The web of data is the network resulting from publishing structured data sources in RDF and interlinking these data sources with explicit links. A large quantity of structured data is being published particularly through the Linking Open Data project (http://esw.w3.org/topic/SweoIG/TaskForces/CommunityProjects/LinkingOpenData). web data sets are expressed according to one or more vocabularies or ontologies, which range from simple database schema exposure to full-fledged ontologies.
The web of data requires to interlink the various published data sources. Given the large amount of published data, it is necessary to provide means to automatically link those data. Many tools were recently proposed in order to solve this problem, each having its own characteristics.
In many cases, data sets containing similar resources are published using different ontologies. Hence, data interlinking tools need to reconcile these ontologies before finding the links between entities. This could be done automatically, but more often this is done manually and built in the link specifications. This has two drawbacks:
For that purpose, after briefly introducing the challenges of data interlinking and ontology matching, we review six data interlinking tools and the way they are built. From this analysis, we provide a general framework for data interlinking in which all these tools can be included.
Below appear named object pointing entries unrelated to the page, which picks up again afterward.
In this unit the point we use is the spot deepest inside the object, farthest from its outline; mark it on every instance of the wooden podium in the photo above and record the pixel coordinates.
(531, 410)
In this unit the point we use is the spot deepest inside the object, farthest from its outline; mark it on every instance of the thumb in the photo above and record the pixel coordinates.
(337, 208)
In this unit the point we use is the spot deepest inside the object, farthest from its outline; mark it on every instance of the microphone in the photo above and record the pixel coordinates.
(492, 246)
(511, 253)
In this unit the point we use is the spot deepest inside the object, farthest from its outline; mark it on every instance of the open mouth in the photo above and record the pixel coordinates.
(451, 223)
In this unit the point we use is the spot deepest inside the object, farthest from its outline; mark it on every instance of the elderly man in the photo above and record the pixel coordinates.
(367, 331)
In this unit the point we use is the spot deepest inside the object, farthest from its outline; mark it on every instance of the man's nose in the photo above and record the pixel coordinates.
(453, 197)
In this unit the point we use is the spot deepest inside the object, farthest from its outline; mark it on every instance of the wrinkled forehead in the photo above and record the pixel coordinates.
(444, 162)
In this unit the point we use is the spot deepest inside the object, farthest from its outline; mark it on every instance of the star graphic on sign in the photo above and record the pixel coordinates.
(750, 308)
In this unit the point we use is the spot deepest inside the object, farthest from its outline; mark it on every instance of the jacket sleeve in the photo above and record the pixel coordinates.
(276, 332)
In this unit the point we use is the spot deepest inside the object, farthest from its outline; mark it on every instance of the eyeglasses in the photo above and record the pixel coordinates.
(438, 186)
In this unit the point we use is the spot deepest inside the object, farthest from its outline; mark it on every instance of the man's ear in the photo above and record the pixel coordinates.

This framework clearly separates the data interlinking and ontology matching activities and we show how these can collaborate through three different languages for links, data linking specifications and ontology alignments. We provide examples of an expressive alignment language and a modified linking specification language that can implement this cooperation.
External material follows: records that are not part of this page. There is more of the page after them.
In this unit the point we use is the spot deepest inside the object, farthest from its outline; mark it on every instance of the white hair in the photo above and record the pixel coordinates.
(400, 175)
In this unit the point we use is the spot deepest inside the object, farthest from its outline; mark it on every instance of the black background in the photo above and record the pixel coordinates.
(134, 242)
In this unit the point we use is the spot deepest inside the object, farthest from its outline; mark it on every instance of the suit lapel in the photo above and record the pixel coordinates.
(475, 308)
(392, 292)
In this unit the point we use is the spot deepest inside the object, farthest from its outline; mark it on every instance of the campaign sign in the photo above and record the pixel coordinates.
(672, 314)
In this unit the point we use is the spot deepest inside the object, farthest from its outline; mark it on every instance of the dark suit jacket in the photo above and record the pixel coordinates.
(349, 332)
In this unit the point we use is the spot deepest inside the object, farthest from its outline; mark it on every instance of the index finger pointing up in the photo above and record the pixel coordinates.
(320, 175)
We briefly introduce linked data and the data interlinking problem. We provide examples of this problem and why it would require specific linking tools. We then present why these tools could take advantage of ontology matching and alignments.
The web of data is based on the following four principles [bernerslee:2009]:
As long as they follow these rules, linked data can be published in various ways (RDF data sets, SPARQL endpoints, XHTML+RDFa pages [adida2008b], databases exposed through HTTP [bizer:2003,sahoo2009a]). Web data sets can also be constructed collaboratively, through the use of specialised tools [volkel:2006]. Two ways of publishing data can be distinguished. On one side, the publication of data sets: they can originate from relational databases or XML documents, exported in RDF and described according to a web ontology . Another way is to directly include structured data as annotations in HTML pages, using the W3C standard RDFa In this work, we primarily consider methods and tools working with web data sets.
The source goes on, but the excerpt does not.